Радуга поблекла и рассеялась. Небо с растекшимся по нему солнцем поднялось, стало безоблачным. Отмахиваясь от комаров, мореходы ползали на четвереньках по сырой поляне, пока не наелись лука. Поднялись с размазанным по лицу гнусом, вернулись к кочу. Двое казаков на берестянке завезли невод, другие потянули его и вытащили полную мотню рыбы.

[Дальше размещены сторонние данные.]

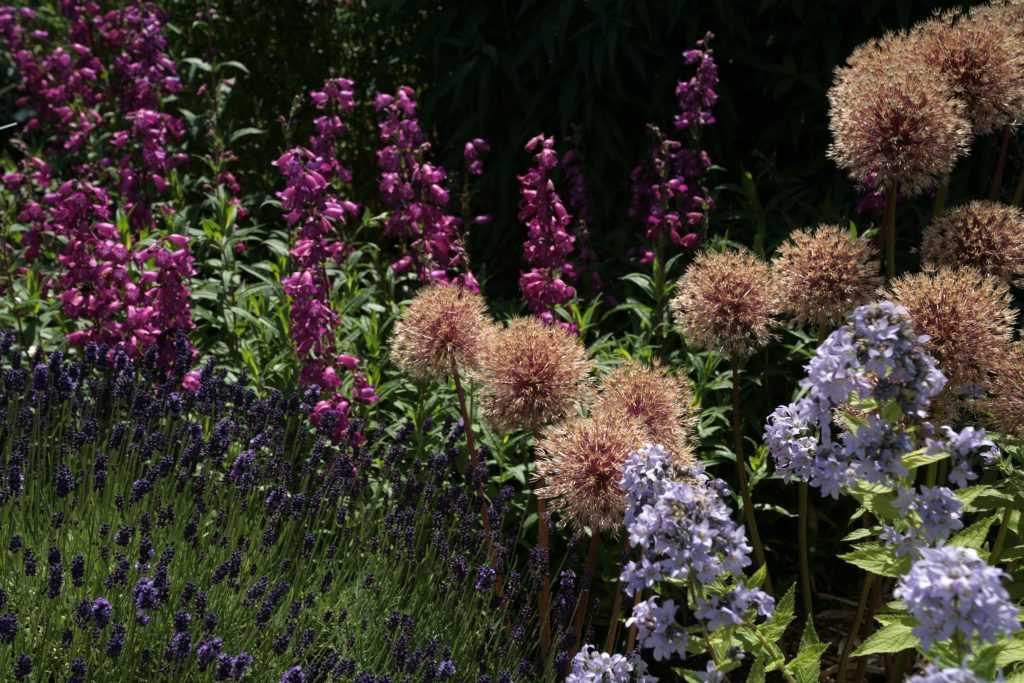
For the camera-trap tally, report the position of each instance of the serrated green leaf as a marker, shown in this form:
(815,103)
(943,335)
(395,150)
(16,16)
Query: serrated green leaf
(806,667)
(878,559)
(246,132)
(975,535)
(773,628)
(921,457)
(892,638)
(757,674)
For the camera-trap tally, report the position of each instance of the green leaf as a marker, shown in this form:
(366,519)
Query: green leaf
(877,499)
(1012,652)
(858,534)
(918,458)
(774,627)
(806,667)
(975,535)
(642,281)
(246,132)
(892,638)
(879,559)
(757,674)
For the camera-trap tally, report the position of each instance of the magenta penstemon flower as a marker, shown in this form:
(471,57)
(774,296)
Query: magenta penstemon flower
(549,244)
(667,190)
(313,208)
(417,197)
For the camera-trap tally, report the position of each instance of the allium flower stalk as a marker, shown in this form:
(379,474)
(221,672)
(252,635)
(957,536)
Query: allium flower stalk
(662,402)
(531,375)
(726,301)
(684,530)
(1005,401)
(968,318)
(986,236)
(416,194)
(823,273)
(549,244)
(955,596)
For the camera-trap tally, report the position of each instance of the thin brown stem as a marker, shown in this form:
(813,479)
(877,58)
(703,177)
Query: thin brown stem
(631,637)
(588,582)
(744,488)
(1000,538)
(1019,190)
(889,231)
(805,562)
(1000,165)
(616,612)
(858,619)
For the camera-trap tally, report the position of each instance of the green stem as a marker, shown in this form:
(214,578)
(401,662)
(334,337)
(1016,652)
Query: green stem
(744,489)
(858,619)
(805,564)
(889,231)
(1000,538)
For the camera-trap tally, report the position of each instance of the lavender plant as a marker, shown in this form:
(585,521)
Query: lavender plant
(178,524)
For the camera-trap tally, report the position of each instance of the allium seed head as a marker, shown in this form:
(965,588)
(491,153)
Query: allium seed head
(1006,400)
(983,61)
(987,236)
(444,327)
(893,115)
(580,464)
(726,300)
(660,401)
(824,273)
(532,374)
(968,316)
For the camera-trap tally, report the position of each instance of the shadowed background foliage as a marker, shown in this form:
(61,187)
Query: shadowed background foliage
(591,73)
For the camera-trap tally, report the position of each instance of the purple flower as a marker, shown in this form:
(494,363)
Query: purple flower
(950,592)
(549,243)
(293,675)
(100,610)
(8,628)
(964,446)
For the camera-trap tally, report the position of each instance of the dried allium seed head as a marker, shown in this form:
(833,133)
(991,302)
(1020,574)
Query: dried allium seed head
(982,58)
(660,402)
(824,274)
(580,464)
(984,235)
(532,374)
(1006,397)
(726,300)
(443,327)
(968,316)
(893,115)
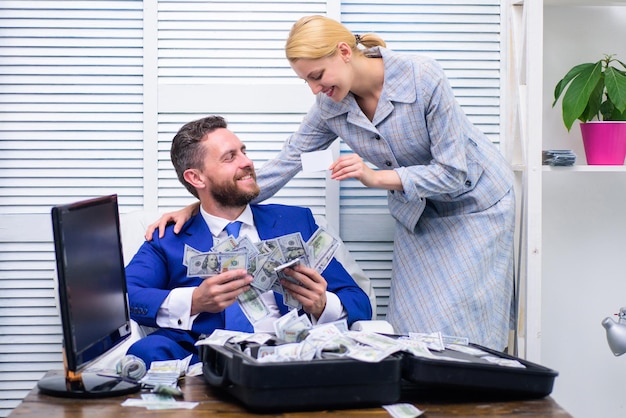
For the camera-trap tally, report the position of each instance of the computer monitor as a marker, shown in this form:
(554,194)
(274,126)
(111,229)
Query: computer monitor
(93,299)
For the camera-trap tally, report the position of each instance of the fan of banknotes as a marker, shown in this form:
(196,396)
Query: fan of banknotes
(556,157)
(265,261)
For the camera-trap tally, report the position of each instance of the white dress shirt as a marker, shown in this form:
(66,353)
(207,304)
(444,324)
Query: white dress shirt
(176,308)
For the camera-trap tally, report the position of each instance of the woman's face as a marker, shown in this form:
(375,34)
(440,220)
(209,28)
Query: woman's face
(331,76)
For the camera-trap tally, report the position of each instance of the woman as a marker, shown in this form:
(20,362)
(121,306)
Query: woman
(449,188)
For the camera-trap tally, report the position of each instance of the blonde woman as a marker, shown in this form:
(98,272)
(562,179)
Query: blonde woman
(449,188)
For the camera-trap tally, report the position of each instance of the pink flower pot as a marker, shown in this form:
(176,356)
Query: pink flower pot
(605,142)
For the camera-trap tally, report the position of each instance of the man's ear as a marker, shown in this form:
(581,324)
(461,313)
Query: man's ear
(193,177)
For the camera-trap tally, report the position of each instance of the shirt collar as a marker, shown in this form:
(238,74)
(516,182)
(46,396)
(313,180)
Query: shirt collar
(217,224)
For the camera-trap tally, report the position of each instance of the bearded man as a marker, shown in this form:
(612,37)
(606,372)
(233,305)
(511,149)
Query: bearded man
(211,162)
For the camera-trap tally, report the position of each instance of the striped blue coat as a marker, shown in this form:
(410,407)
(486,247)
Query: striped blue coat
(453,246)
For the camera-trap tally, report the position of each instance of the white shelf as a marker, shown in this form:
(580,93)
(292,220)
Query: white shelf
(584,2)
(588,168)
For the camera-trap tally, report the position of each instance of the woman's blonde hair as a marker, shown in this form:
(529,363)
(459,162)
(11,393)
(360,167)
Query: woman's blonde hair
(314,37)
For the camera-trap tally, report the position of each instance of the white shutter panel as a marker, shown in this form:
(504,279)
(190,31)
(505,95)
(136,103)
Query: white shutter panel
(70,128)
(228,59)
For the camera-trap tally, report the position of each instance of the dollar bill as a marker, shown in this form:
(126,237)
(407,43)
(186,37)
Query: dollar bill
(292,246)
(228,244)
(252,305)
(265,276)
(212,263)
(245,244)
(323,247)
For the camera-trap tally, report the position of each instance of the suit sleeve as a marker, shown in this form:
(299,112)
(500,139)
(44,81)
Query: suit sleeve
(353,298)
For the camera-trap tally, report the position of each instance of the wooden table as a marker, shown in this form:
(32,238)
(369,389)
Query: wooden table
(213,403)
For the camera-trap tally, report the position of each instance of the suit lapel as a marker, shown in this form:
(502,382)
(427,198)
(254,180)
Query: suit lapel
(200,237)
(266,225)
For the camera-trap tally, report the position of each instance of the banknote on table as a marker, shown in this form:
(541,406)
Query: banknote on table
(323,247)
(212,263)
(253,305)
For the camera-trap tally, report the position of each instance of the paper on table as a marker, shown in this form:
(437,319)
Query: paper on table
(316,160)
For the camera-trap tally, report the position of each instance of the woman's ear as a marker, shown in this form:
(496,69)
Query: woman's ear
(194,177)
(344,51)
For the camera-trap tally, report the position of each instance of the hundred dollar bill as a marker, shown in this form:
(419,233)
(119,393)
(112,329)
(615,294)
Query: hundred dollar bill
(245,244)
(252,305)
(265,276)
(323,247)
(292,246)
(212,263)
(228,244)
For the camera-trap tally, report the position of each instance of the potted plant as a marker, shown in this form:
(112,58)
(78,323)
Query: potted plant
(595,94)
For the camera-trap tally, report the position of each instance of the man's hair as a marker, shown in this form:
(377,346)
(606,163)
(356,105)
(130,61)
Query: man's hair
(187,151)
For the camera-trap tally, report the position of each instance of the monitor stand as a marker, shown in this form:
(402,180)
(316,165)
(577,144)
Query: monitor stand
(86,385)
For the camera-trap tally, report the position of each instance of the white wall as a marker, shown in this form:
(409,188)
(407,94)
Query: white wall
(583,230)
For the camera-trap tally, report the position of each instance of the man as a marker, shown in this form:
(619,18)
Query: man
(212,163)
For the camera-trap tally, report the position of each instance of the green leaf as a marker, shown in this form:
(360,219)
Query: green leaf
(616,87)
(577,95)
(560,86)
(594,105)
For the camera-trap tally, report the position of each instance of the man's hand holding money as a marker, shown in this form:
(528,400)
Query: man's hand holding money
(216,293)
(307,286)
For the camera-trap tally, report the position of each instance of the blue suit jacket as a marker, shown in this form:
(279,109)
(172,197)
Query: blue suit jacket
(157,267)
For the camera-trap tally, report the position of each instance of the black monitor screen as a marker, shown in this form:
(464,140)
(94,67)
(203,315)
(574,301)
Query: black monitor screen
(92,284)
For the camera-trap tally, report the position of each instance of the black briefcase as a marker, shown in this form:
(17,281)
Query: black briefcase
(473,376)
(301,385)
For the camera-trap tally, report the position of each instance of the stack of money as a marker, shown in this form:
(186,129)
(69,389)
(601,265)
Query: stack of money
(558,157)
(334,340)
(265,261)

Здесь был и жирный голец, и чир, муксун, даже несколько нельм.

– Живем, братцы! – Мишка Коновал поглядывал на атамана с кривой виноватой полуулыбкой и выбрасывал из невода бьющуюся рыбу. Неподалеку от него раздували костер.

– Так что ты говорил про брата? – с мстительной усмешкой Стадухин спросил Пашку, поровшего жирных гольцов.

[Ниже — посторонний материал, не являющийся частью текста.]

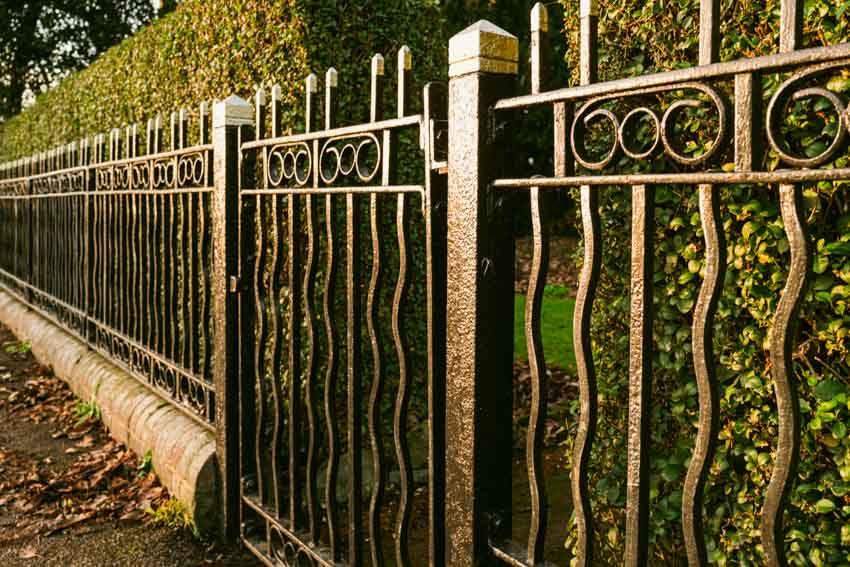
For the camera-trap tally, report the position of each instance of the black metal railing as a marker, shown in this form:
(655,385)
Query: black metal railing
(114,245)
(273,285)
(591,158)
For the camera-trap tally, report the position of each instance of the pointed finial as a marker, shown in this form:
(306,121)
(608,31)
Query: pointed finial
(312,83)
(331,78)
(405,58)
(377,64)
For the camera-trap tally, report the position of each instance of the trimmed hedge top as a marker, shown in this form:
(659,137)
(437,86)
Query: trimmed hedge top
(210,49)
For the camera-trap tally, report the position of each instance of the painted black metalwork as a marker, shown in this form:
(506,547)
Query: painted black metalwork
(81,219)
(353,170)
(739,125)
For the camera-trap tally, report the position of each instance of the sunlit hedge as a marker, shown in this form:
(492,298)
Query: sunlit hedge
(663,36)
(209,49)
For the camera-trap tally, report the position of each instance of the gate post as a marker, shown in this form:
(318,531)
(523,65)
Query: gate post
(230,118)
(480,295)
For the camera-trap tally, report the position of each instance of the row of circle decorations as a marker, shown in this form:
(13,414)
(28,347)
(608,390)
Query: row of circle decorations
(176,384)
(185,170)
(343,157)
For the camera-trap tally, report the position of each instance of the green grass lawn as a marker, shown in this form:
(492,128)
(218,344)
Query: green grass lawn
(556,327)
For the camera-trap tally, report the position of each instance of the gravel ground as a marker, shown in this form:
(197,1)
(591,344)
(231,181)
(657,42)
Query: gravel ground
(52,474)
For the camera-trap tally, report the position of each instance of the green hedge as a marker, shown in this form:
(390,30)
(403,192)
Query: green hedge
(206,50)
(661,36)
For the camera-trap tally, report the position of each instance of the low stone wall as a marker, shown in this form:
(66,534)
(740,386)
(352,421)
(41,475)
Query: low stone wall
(182,450)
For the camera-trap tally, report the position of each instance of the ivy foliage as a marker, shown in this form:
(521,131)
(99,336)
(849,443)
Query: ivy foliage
(206,50)
(638,38)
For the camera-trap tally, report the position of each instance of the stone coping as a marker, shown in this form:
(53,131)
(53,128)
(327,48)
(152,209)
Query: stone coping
(182,451)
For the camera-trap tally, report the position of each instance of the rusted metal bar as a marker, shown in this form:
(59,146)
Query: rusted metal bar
(782,339)
(706,374)
(640,376)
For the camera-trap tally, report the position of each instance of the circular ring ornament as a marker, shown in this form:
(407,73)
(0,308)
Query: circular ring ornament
(288,163)
(350,159)
(631,120)
(668,123)
(779,105)
(578,134)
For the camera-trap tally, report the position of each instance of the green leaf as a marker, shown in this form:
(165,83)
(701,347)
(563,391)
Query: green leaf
(824,506)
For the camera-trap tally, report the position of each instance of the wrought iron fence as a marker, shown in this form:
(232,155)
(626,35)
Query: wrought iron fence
(115,245)
(280,267)
(331,232)
(482,201)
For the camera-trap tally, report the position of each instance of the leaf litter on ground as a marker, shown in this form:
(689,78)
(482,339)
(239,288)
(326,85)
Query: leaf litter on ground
(100,484)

Смахивая плечом комаров с лица и не поднимая глаз, тот заученно проговорил:

– «Не мсти и не имей злобы на сынов народа твоего; но люби ближнего твоего, как самого себя».

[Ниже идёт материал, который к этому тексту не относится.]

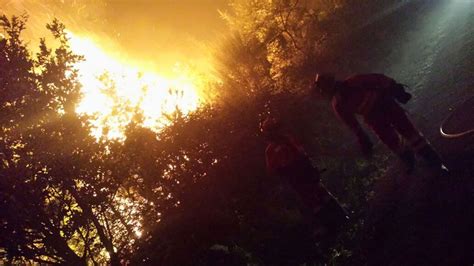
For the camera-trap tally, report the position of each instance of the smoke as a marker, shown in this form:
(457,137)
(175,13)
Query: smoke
(154,34)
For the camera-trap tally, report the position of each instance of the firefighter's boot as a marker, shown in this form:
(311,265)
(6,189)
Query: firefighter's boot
(408,159)
(432,158)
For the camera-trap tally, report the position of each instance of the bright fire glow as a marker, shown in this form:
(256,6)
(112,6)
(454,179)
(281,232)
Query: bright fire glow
(113,91)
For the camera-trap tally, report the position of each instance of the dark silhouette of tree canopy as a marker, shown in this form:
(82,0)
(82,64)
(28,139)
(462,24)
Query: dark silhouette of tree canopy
(197,192)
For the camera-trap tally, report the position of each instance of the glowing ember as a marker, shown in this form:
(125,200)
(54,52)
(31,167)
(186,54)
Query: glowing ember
(113,91)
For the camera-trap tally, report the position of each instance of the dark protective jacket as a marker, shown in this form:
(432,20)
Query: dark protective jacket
(364,94)
(287,158)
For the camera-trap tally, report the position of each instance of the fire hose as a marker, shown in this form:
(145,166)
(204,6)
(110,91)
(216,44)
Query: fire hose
(461,112)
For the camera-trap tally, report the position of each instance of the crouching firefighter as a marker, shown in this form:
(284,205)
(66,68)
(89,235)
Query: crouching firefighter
(286,158)
(376,98)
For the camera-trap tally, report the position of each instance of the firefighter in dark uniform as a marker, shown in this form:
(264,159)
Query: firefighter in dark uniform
(286,158)
(375,97)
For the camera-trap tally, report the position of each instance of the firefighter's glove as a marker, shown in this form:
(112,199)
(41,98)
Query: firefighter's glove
(366,146)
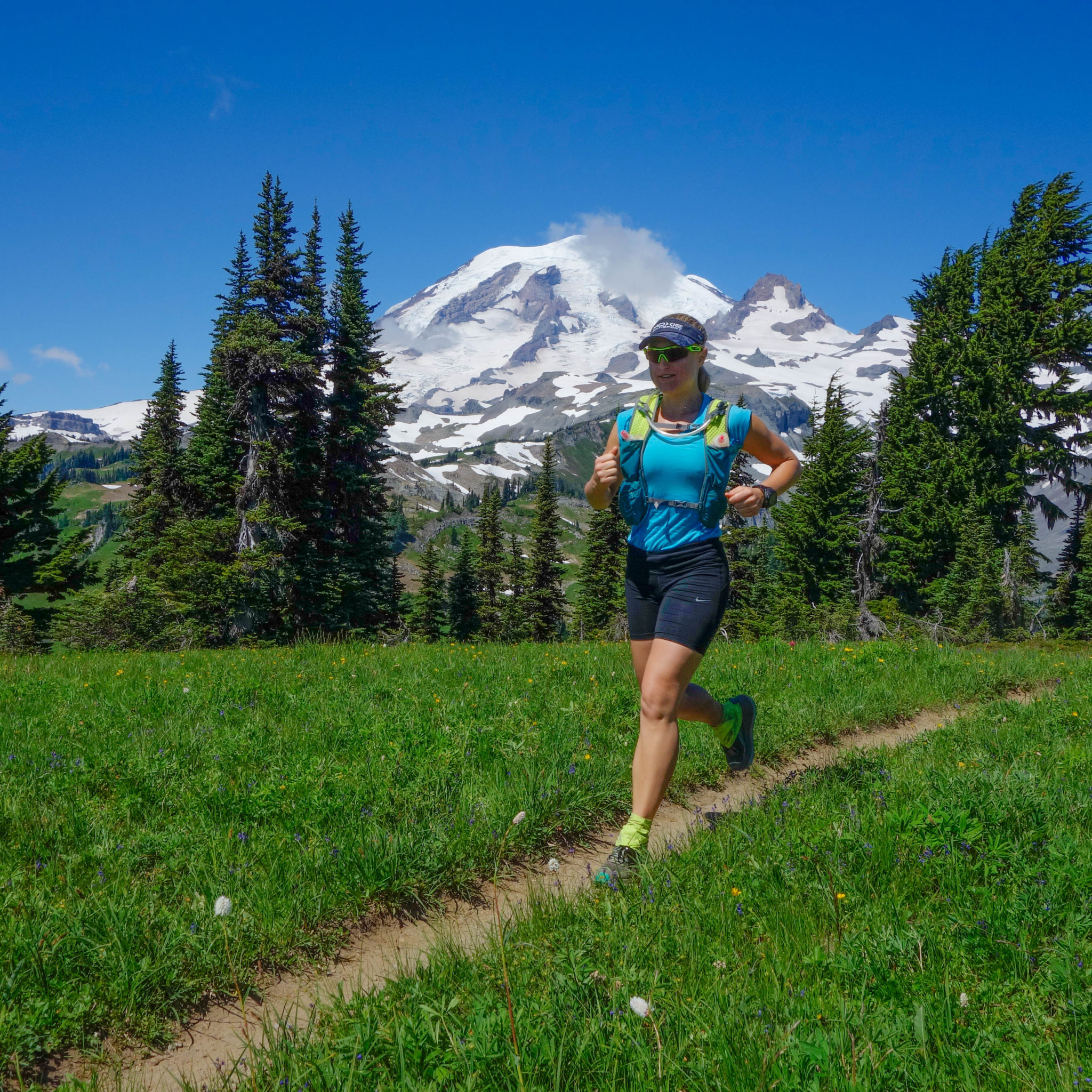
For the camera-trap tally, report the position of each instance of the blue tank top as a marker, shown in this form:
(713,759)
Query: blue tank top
(674,470)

Атаман хмыкнул в усы, скаредно проворчал:

– Грамотей! Ужо испекут черти язык твой на сковороде!

Сытые согревшиеся казаки ласково поглядывали на атамана, но виниться за обиды в пути стыдились. Стадухин с хмурым лицом велел вытянуть коч на сушу и бросить жребий на караулы. Пантелею Пенде выпало стоять первым. Изнуренные многодневной сыростью, люди сушились и наслаждались теплом. Спать укладывались тут же, возле огня. Лежа на теплой, прогретой земле, Михей закрыл глаза, прислушиваясь к монотонному плеску, растекся духом по земле и воде. Злобы не было, души спутников томились тоской и раскаяньем. В округе тоже не чувствовалось ничего враждебного.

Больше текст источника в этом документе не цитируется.